What Is the RTX Spark Grace CPU and Why It Matters
The RTX Spark Grace CPU is a 20‑core Arm processor that pairs high‑performance Cortex‑X925 cores with power‑efficient Cortex‑A725 cores to create a desktop AI platform using a smartphone‑style hybrid design. It sits at the heart of NVIDIA’s RTX Spark PC platform, alongside a Blackwell‑based RTX GPU and up to 128GB of unified LPDDR5X memory. Instead of separating system RAM and graphics VRAM, the entire platform shares one pool of memory, which helps AI models and traditional applications move data with less overhead. NVIDIA positions RTX Spark as the basis for thin laptops and compact desktops that still deliver serious graphics and AI performance. According to NVIDIA’s Computex presentation, RTX Spark can reach up to 1 PFLOP of AI performance in a design that device makers can fit into chassis as slim as 14mm.

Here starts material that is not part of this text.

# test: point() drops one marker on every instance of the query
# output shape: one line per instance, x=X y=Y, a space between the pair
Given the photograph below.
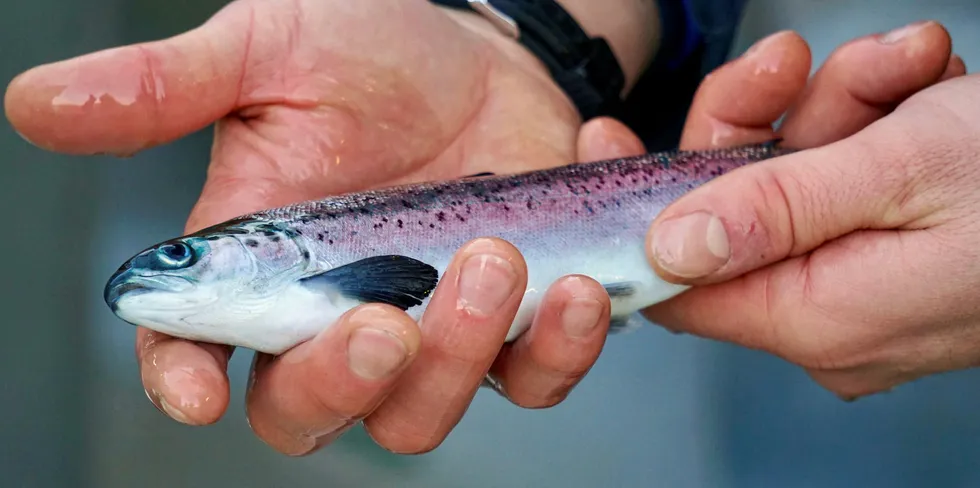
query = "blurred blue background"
x=658 y=410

Inside the Hybrid Core Architecture: Cortex-X925 and Cortex-A725
At the center of the RTX Spark Grace CPU is a hybrid core architecture built from 20 Arm CPU cores: ten Cortex‑X925 performance cores and ten Cortex‑A725 efficiency cores. The Cortex‑X925 cores handle demanding tasks such as compiling code, running complex AI models, or high‑frame‑rate gaming. The Cortex‑A725 cores focus on lighter or background workloads where low power draw matters more than peak speed. This arrangement mirrors modern smartphone chipsets, where big and small cores cooperate under a shared scheduler. In fact, the same Cortex‑X925 and Cortex‑A725 designs appear in recent phone platforms like MediaTek’s Dimensity 9400 and Dimensity 8500. By adopting this model, NVIDIA can push desktop‑class performance while improving energy efficiency compared with typical monolithic x86 CPUs that use identical cores for every type of workload.
Why Borrow Smartphone Chip Design for a Desktop AI Processor?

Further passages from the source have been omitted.